Keluarga kami amat bahagia mendengar keputusan kami. Maka keluarga segera memutuskan tanggal pernikahan dan segala persiapan berkaitan dengan pesta dan pemberkatan perkawinan.
Kami amat bersyukur, karena keputusan kami dan rencana kami untuk menikah sangat didukung oleh keluarga.
Kami memutuskan untuk mengikuti kursus persiapan perkawinan sebagai salah satu syarat untuk dapat saling menerimakan Sakramen Perkawinan dan pemberkatan.
Pada saat ikut kursus, kami berdua sungguh-sungguh mengikuti semua tahapan dan tugas-tugas yang diberikan kepada kami. Kami diajak untuk saling membuka diri, sharing berdua dan mengolah tentang tujuan kami membangun hidup berkeluarga.
Dalam perjalanan kursus itu kami berdua terkejut, seolah-olah seperti yang dibangunkan dari mimpi. Ternyata selama ini banyak hal yang belum sungguh kami kenal dalam diri kami dan pasangan kami.
Ada banyak hal yang membuat kami berbeda pandangan, berbeda mimpi. Kami mencoba terus untuk menggali perbedaan itu, agar kami bisa saling menerima dan syukur-syukur menyelaraskan.
Namun ternyata amat sulit dan hampir tidak bisa.
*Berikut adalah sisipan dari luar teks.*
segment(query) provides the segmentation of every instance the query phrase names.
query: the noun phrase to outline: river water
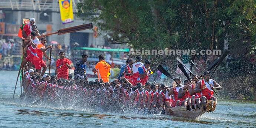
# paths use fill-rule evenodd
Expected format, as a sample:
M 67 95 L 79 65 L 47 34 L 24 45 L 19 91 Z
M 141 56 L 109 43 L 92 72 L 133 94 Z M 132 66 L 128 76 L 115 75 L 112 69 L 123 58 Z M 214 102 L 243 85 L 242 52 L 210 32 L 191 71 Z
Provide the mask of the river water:
M 17 71 L 0 71 L 0 128 L 255 128 L 256 104 L 219 100 L 213 113 L 194 120 L 161 115 L 122 114 L 21 103 Z

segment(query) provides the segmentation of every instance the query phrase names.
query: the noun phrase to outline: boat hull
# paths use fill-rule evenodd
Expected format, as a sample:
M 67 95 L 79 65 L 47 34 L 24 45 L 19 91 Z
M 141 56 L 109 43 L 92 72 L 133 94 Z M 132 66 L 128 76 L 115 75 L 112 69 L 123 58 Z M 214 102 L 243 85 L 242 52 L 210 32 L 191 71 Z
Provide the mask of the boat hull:
M 158 109 L 158 113 L 161 113 L 162 110 Z M 170 113 L 168 111 L 168 108 L 166 108 L 165 111 L 165 115 L 174 116 L 177 117 L 182 117 L 188 119 L 195 119 L 206 112 L 203 109 L 198 109 L 197 110 L 194 110 L 190 111 L 189 110 L 187 110 L 187 108 L 185 107 L 176 106 L 171 108 L 171 110 L 173 112 L 172 115 L 171 115 Z

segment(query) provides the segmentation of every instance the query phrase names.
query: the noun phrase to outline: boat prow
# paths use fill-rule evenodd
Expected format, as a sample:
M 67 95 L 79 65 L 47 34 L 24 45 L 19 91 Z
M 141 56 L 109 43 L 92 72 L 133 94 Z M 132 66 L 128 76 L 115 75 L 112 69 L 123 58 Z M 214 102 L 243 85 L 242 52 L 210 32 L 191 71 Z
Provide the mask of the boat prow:
M 158 109 L 158 110 L 157 113 L 161 113 L 161 110 Z M 205 111 L 203 109 L 200 109 L 198 108 L 197 110 L 193 110 L 192 111 L 187 110 L 186 107 L 184 106 L 176 106 L 172 108 L 172 114 L 170 114 L 170 112 L 168 110 L 169 109 L 168 108 L 165 109 L 165 115 L 184 117 L 191 119 L 196 119 L 206 112 L 206 111 Z

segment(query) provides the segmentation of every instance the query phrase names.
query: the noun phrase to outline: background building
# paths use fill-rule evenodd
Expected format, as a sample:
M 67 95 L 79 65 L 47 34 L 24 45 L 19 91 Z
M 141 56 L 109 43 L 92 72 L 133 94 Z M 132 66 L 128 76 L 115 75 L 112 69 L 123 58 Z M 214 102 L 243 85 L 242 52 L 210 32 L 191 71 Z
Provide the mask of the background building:
M 7 37 L 18 38 L 16 36 L 22 24 L 23 18 L 35 18 L 36 24 L 40 33 L 46 31 L 56 32 L 62 28 L 91 23 L 91 21 L 85 21 L 76 17 L 75 6 L 80 0 L 72 0 L 72 1 L 74 22 L 62 24 L 58 0 L 0 0 L 0 22 L 2 23 L 2 24 L 4 24 L 5 29 L 4 32 L 0 32 L 0 36 L 2 39 L 6 39 Z M 53 35 L 47 38 L 49 42 L 57 41 L 60 45 L 65 45 L 70 47 L 73 46 L 75 42 L 78 43 L 80 47 L 89 47 L 92 45 L 102 46 L 105 44 L 102 36 L 99 35 L 96 38 L 93 37 L 92 30 L 62 35 Z

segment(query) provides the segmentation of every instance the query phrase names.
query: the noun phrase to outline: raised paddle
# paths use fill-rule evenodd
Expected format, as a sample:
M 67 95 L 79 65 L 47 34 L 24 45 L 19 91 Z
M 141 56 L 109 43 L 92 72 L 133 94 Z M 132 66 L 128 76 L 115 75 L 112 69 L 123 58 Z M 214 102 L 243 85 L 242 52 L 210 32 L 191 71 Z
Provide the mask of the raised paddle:
M 50 49 L 50 59 L 49 60 L 50 60 L 50 62 L 49 62 L 49 75 L 50 76 L 51 75 L 51 59 L 52 59 L 52 47 L 51 47 Z M 57 70 L 57 69 L 56 69 Z M 57 74 L 55 74 L 55 75 L 57 75 Z
M 211 76 L 212 76 L 213 75 L 214 73 L 214 72 L 215 72 L 215 70 L 216 70 L 216 69 L 217 69 L 218 68 L 218 66 L 220 65 L 220 63 L 221 63 L 222 61 L 226 57 L 227 55 L 228 54 L 229 54 L 229 50 L 227 50 L 227 49 L 226 49 L 224 50 L 224 52 L 223 52 L 224 53 L 221 55 L 221 56 L 220 57 L 220 60 L 219 60 L 218 62 L 218 63 L 217 63 L 217 65 L 216 65 L 216 67 L 215 67 L 215 69 L 214 69 L 214 70 L 213 72 L 211 73 L 211 76 L 210 76 L 210 78 Z
M 217 65 L 217 63 L 218 63 L 218 62 L 220 60 L 220 59 L 219 58 L 217 59 L 216 59 L 214 61 L 213 61 L 213 63 L 212 63 L 211 65 L 210 65 L 209 67 L 206 69 L 206 70 L 208 70 L 208 71 L 210 71 L 211 70 L 211 69 L 212 69 L 213 68 L 215 67 L 216 65 Z M 199 77 L 200 78 L 201 78 L 203 76 L 201 75 Z
M 195 60 L 195 59 L 196 58 L 196 55 L 193 55 L 191 58 L 192 58 L 191 59 L 193 61 L 193 62 L 194 62 L 194 61 Z M 191 63 L 191 65 L 192 65 L 192 63 Z M 193 68 L 193 66 L 190 66 L 190 71 L 192 71 L 192 68 Z M 190 73 L 190 74 L 189 75 L 189 77 L 190 77 L 190 76 L 191 76 L 191 73 Z
M 85 29 L 91 29 L 92 28 L 92 23 L 90 23 L 87 24 L 67 27 L 65 29 L 58 30 L 58 31 L 56 32 L 47 33 L 45 35 L 38 36 L 37 36 L 37 38 L 40 38 L 43 36 L 50 36 L 52 35 L 56 34 L 58 34 L 59 35 L 66 33 L 70 33 L 76 31 L 81 31 Z
M 205 77 L 203 75 L 203 74 L 202 74 L 202 73 L 201 73 L 201 72 L 200 72 L 200 70 L 199 70 L 199 69 L 198 68 L 197 68 L 197 67 L 196 66 L 196 65 L 195 65 L 195 63 L 194 63 L 194 62 L 192 62 L 192 60 L 191 60 L 191 62 L 192 62 L 191 63 L 193 65 L 194 65 L 194 66 L 195 67 L 195 68 L 196 68 L 197 69 L 197 70 L 198 70 L 198 71 L 200 73 L 200 74 L 201 74 L 201 76 L 202 76 L 203 77 L 203 78 L 204 79 L 205 79 Z M 210 85 L 210 83 L 209 83 L 209 81 L 207 81 L 206 82 L 207 82 L 207 83 L 208 83 L 208 84 L 209 85 L 210 85 L 210 86 L 211 86 L 211 85 Z M 215 92 L 215 91 L 214 91 L 214 90 L 213 90 L 213 91 L 214 91 L 214 92 L 215 93 L 215 94 L 216 94 L 216 95 L 217 95 L 217 94 L 216 93 L 216 92 Z
M 19 70 L 19 72 L 18 73 L 18 76 L 17 76 L 17 78 L 16 79 L 16 83 L 15 84 L 15 87 L 14 88 L 14 92 L 13 92 L 13 98 L 14 98 L 14 95 L 15 94 L 15 91 L 16 91 L 16 87 L 17 86 L 17 83 L 18 83 L 18 79 L 19 79 L 19 76 L 20 76 L 20 70 L 21 70 L 22 67 L 22 63 L 20 65 L 20 69 Z
M 188 70 L 188 69 L 187 69 L 187 68 L 186 66 L 185 65 L 184 65 L 183 63 L 179 58 L 177 58 L 177 59 L 178 59 L 178 61 L 180 63 L 182 64 L 182 65 L 183 65 L 183 66 L 184 67 L 185 67 L 185 68 L 186 68 Z M 190 73 L 191 73 L 191 74 L 192 74 L 192 75 L 193 75 L 193 76 L 194 76 L 194 77 L 195 77 L 195 78 L 196 78 L 196 79 L 197 80 L 197 81 L 199 81 L 199 80 L 198 79 L 198 78 L 197 78 L 196 77 L 196 76 L 194 75 L 193 74 L 193 73 L 192 73 L 192 72 L 191 72 L 191 71 L 190 71 L 189 70 L 188 71 L 189 71 L 189 72 L 190 72 Z M 209 85 L 210 85 L 210 86 L 211 86 L 211 88 L 212 88 L 213 87 L 211 86 L 211 85 L 210 85 L 210 83 L 208 83 L 208 82 L 207 82 L 207 83 L 208 83 L 208 84 L 209 84 Z M 216 92 L 215 92 L 215 91 L 214 90 L 214 89 L 213 89 L 213 91 L 215 93 L 215 94 L 216 94 L 216 95 L 217 95 L 217 93 L 216 93 Z
M 159 65 L 157 66 L 157 69 L 158 69 L 159 70 L 160 70 L 161 72 L 162 72 L 163 74 L 164 74 L 164 75 L 166 76 L 171 78 L 171 79 L 172 79 L 173 81 L 175 82 L 176 83 L 177 83 L 178 85 L 179 85 L 180 86 L 179 83 L 178 83 L 178 82 L 176 82 L 173 78 L 171 76 L 171 75 L 170 75 L 170 73 L 168 72 L 165 70 L 164 67 L 163 67 L 161 65 Z
M 19 72 L 18 73 L 18 76 L 17 76 L 17 78 L 16 79 L 16 83 L 15 84 L 15 88 L 14 88 L 14 92 L 13 92 L 13 98 L 14 98 L 14 95 L 15 94 L 15 91 L 16 91 L 16 87 L 17 87 L 17 83 L 18 82 L 18 79 L 19 79 L 19 76 L 20 75 L 20 71 L 21 70 L 22 70 L 22 68 L 23 67 L 23 65 L 22 65 L 22 62 L 23 61 L 23 57 L 24 56 L 24 52 L 23 50 L 23 53 L 22 53 L 22 61 L 21 61 L 21 63 L 20 63 L 20 69 L 19 70 Z M 23 75 L 22 74 L 23 71 L 22 72 L 22 75 Z M 22 77 L 22 78 L 23 77 Z
M 179 59 L 179 58 L 177 58 L 177 60 L 178 60 L 178 61 L 179 62 L 180 62 L 180 64 L 181 64 L 181 65 L 183 65 L 183 67 L 184 67 L 184 68 L 185 68 L 186 69 L 187 69 L 187 70 L 188 70 L 188 71 L 189 72 L 190 72 L 190 73 L 191 73 L 193 76 L 194 76 L 195 78 L 197 78 L 197 79 L 198 81 L 199 81 L 199 80 L 198 79 L 197 79 L 197 78 L 196 77 L 196 76 L 195 76 L 194 75 L 194 74 L 193 74 L 193 73 L 192 73 L 192 72 L 191 72 L 191 71 L 190 71 L 190 70 L 189 70 L 189 69 L 188 69 L 187 68 L 187 67 L 186 67 L 186 66 L 184 64 L 184 63 L 183 63 L 183 62 L 181 61 L 181 60 L 180 59 Z
M 186 70 L 185 69 L 184 67 L 183 66 L 183 65 L 182 65 L 182 64 L 181 63 L 179 64 L 178 65 L 178 67 L 180 69 L 180 70 L 181 70 L 181 72 L 182 72 L 183 74 L 184 74 L 184 75 L 185 75 L 188 80 L 191 82 L 191 81 L 190 81 L 190 78 L 189 76 L 188 76 L 188 73 L 186 71 Z M 190 73 L 190 74 L 191 74 L 191 73 Z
Sampai pada suatu titik tertentu kami sungguh-sungguh menyadari bahwa kami bisa berteman dan bersahabat dengan baik, tetapi tidak bila itu dalam sebuah perkawinan.
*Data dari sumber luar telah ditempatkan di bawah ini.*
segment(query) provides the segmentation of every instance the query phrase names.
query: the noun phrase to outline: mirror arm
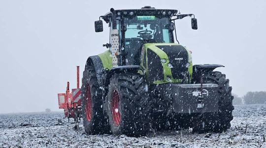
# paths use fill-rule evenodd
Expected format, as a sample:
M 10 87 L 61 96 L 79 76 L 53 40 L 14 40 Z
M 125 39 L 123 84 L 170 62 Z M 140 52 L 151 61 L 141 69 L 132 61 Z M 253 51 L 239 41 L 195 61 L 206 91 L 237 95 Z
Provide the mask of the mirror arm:
M 174 20 L 174 34 L 175 34 L 175 39 L 176 40 L 178 44 L 179 44 L 179 42 L 178 41 L 178 40 L 177 40 L 177 37 L 176 37 L 176 30 L 175 29 L 175 22 Z
M 115 11 L 114 8 L 111 8 L 110 9 L 110 11 L 112 13 L 112 29 L 116 29 L 116 14 L 115 14 Z
M 173 15 L 173 16 L 176 16 L 176 18 L 174 18 L 174 19 L 171 19 L 171 21 L 174 21 L 174 20 L 178 20 L 178 19 L 182 19 L 182 18 L 187 16 L 191 17 L 192 16 L 193 16 L 193 18 L 195 18 L 195 15 L 194 14 L 177 14 L 177 15 Z

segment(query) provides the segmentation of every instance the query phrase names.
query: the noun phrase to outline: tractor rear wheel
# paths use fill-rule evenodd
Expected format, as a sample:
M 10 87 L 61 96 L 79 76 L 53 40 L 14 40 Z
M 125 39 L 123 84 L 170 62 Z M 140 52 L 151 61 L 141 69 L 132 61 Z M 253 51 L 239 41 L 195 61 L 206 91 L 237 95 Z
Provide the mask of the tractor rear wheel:
M 198 133 L 209 132 L 222 132 L 227 131 L 231 126 L 233 119 L 232 111 L 234 107 L 232 101 L 232 87 L 229 86 L 229 79 L 220 72 L 206 73 L 202 75 L 203 83 L 217 84 L 218 93 L 220 96 L 219 102 L 219 111 L 216 112 L 206 112 L 198 114 L 193 125 L 193 131 Z M 200 83 L 198 78 L 196 83 Z
M 93 66 L 86 67 L 83 72 L 81 91 L 82 117 L 86 133 L 102 134 L 109 132 L 108 120 L 103 114 L 101 90 Z
M 114 135 L 145 135 L 150 129 L 151 99 L 145 77 L 116 74 L 110 80 L 107 114 Z

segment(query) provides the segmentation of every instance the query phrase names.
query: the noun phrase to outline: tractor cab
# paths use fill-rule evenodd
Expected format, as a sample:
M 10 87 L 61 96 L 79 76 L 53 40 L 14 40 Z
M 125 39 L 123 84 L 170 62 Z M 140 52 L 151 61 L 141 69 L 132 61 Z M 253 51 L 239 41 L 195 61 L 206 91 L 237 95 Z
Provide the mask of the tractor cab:
M 110 27 L 110 42 L 103 46 L 110 48 L 113 66 L 140 65 L 141 47 L 145 43 L 174 43 L 172 21 L 194 16 L 180 17 L 178 12 L 145 6 L 139 9 L 111 8 L 110 12 L 100 16 Z M 102 21 L 95 21 L 95 31 L 102 31 Z

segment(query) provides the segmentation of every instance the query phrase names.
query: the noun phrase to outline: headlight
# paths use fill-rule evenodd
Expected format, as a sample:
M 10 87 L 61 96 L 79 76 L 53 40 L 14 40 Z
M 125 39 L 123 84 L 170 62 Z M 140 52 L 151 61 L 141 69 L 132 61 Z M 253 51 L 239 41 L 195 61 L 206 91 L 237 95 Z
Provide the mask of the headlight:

Artinya kami cocok sebagai teman dan sahabat, tetapi tidak cocok sebagai suami isteri. Kami berdua amat sedih menyadari hal ini.
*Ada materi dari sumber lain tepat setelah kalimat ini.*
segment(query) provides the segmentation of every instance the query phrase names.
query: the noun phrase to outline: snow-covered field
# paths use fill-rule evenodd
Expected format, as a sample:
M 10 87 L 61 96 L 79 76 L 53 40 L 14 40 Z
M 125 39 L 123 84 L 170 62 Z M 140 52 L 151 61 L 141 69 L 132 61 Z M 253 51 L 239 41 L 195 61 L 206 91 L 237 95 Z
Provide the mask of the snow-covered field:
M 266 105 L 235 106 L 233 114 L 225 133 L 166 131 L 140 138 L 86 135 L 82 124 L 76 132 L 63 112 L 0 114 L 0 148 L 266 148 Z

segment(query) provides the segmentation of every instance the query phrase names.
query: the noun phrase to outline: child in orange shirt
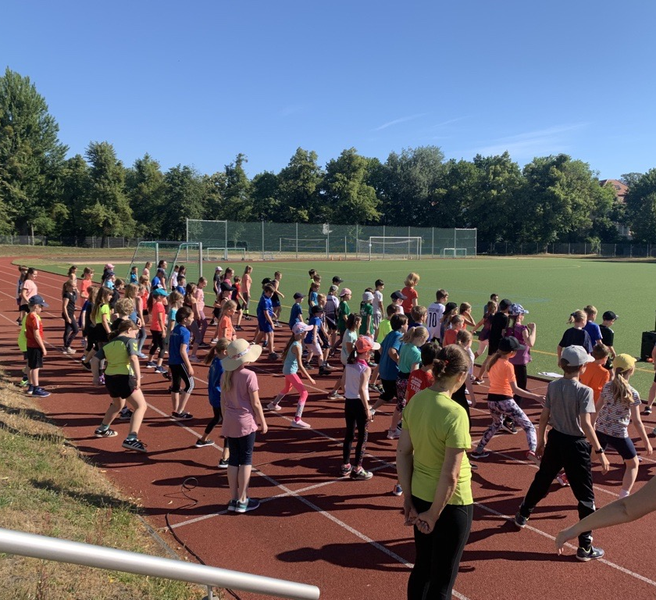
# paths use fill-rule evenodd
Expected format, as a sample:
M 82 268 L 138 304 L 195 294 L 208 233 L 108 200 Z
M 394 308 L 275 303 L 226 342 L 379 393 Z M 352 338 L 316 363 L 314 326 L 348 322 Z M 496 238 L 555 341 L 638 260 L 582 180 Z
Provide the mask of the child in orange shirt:
M 583 385 L 587 385 L 589 388 L 592 388 L 595 406 L 597 408 L 597 412 L 599 412 L 600 407 L 597 406 L 597 402 L 601 396 L 601 390 L 604 389 L 604 386 L 610 381 L 610 371 L 605 367 L 606 361 L 608 360 L 608 355 L 610 354 L 610 349 L 608 346 L 605 346 L 602 343 L 598 343 L 595 344 L 591 354 L 595 361 L 588 364 L 585 371 L 581 373 L 579 381 Z
M 476 450 L 471 453 L 473 459 L 486 458 L 489 453 L 485 452 L 485 446 L 494 437 L 494 434 L 501 428 L 504 417 L 510 417 L 516 425 L 519 425 L 526 433 L 528 442 L 528 452 L 526 458 L 539 464 L 535 456 L 537 447 L 537 437 L 535 427 L 524 411 L 517 406 L 513 400 L 513 395 L 517 394 L 524 398 L 531 398 L 540 403 L 544 402 L 544 396 L 533 394 L 517 386 L 515 379 L 515 369 L 510 364 L 509 358 L 514 356 L 515 352 L 521 350 L 523 346 L 514 337 L 501 338 L 499 349 L 490 359 L 488 367 L 488 377 L 490 379 L 490 390 L 487 397 L 487 406 L 492 416 L 492 423 L 487 428 L 481 441 L 478 442 Z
Akhirnya kami berdua memutuskan untuk tidak melanjutkan hubungan kami dalam pernikahan, tetapi kami tetap menjadi teman dan sahabat.
Lebih baik sekarang kami sakit sekali dari pada sepanjang hidup dalam perkawinan kami saling menyakiti,” pasangan calon pengantin mengisahkan pergulatannya untuk memutuskan membatalkan perkawinan.
Saya bisa merasakan betapa berat pergulatan mereka untuk berani jujur dan dengan jujur pula membuat sebuah keputusan.
Keputusan yang luar biasa dan amat tidak mudah. Namun dengan itu mereka berdua menemukan rahmat luar biasa dalam hidup mereka.
Sebagaimana sabda Tuhan hari ini sejauh diwartakan dalam Injil Yohanes, kejujuran Natanael membuahkan rahmat besar dalam hidupnya.
“Sesungguhnya engkau akan melihat langit terbuka, dan malaikat-malaikat Allah turun naik kepada Anak Manusia.”
Bagaimana dengan aku? Apakah aku berani jujur dengan diriku sendiri?